Even professionals who take care to prevent insurance payment pitfalls suffer denials. The process of handling refused insurance claims can sometimes be irritating, time-consuming, and complex.
Simple ways for overcoming claim denials can save time and money. Here are some fundamental guidelines for addressing claim denials.
1. Review All Claim Notifications Carefully.
It may seem apparent, but it is vital in the claims handling procedure. Examine any remittance advice, benefit explanation, or other notice from an insurance carrier regarding a claim.
It should state whether the claim was fully paid, partially paid, or denied. If the claim is deemed “unclean” or challenged, resubmit it with any missing or updated information. (“Insurance Claims 101: Avoiding Common Payment Pitfalls”) If the claim is partially paid or denied, the notification should state the reasons and detail the steps to resubmit the claim or file an appeal.
If the notification is unclear, contact the carrier. Aside from the stated reason for denial, you may discover that the claim was assessed wrongly due to a payer administrative error.

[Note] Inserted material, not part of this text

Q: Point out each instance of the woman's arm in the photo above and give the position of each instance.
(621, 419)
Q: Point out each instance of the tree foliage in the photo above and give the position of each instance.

You may also find that your filing procedures do not meet the company’s requirements but that modest changes will simplify future claims submissions.
2. Persistence
If your resubmitted claim is refused, you may appeal the decision using the carrier’s standards. Make sure you know what information to include in your appeal. Keep in mind that insurance companies and state laws may differ.
Your appeal should explain your reconsideration request and include any supporting documentation, such as a copy of the disputed claim and copies of previous correspondence with the company. If your claim is denied due to “medical necessity,” you may need to provide further evidence. Remember that the Health Insurance Portability and Accountability Act (HIPAA) requires you to secure psychotherapy notes and release only “minimum necessary” information.
Never give up. Resubmitting a claim or appealing a company’s decision may take several attempts. Persistence can show the insurance provider that you are serious about getting compensated.
3. Act Now
It’s critical to submit and resubmit claims within the timeframes set by the firm or state laws. Any requests for reconsideration or appeal may be dismissed as untimely if you do not supply the requested information.
4. Find Out How It Works.
Know the company’s appeals process before submitting an appeal. Knowing your carrier’s policies helps you respond to their behavior. Keep up with each carrier’s claims adjudication and appeal processes. Carriers generally post this information on their websites and, if requested, supply physical copies when you sign a new contract.
5. Keep Track Of Contested Claims.
When calling an insurance company for information regarding a claim, maintain a record of the information you receive, including the representative’s full name. Keep track of why the claim was partially paid, delayed, or refused your office’s steps to follow up on the claim and the conclusion.
These data can help you if you decide to appeal, file a complaint with the state insurance commissioner, or file a lawsuit. The data can also help your office avoid or resolve future claim denials by providing sample appeals letters and paperwork.
6. Help Is Available, Remember.
While dealing with claim denials might be irritating, it can save you time and money by alerting you to the insurance carriers’ expectations and criteria. By following the company’s billing procedures, you may be able to reduce future rejections and denials.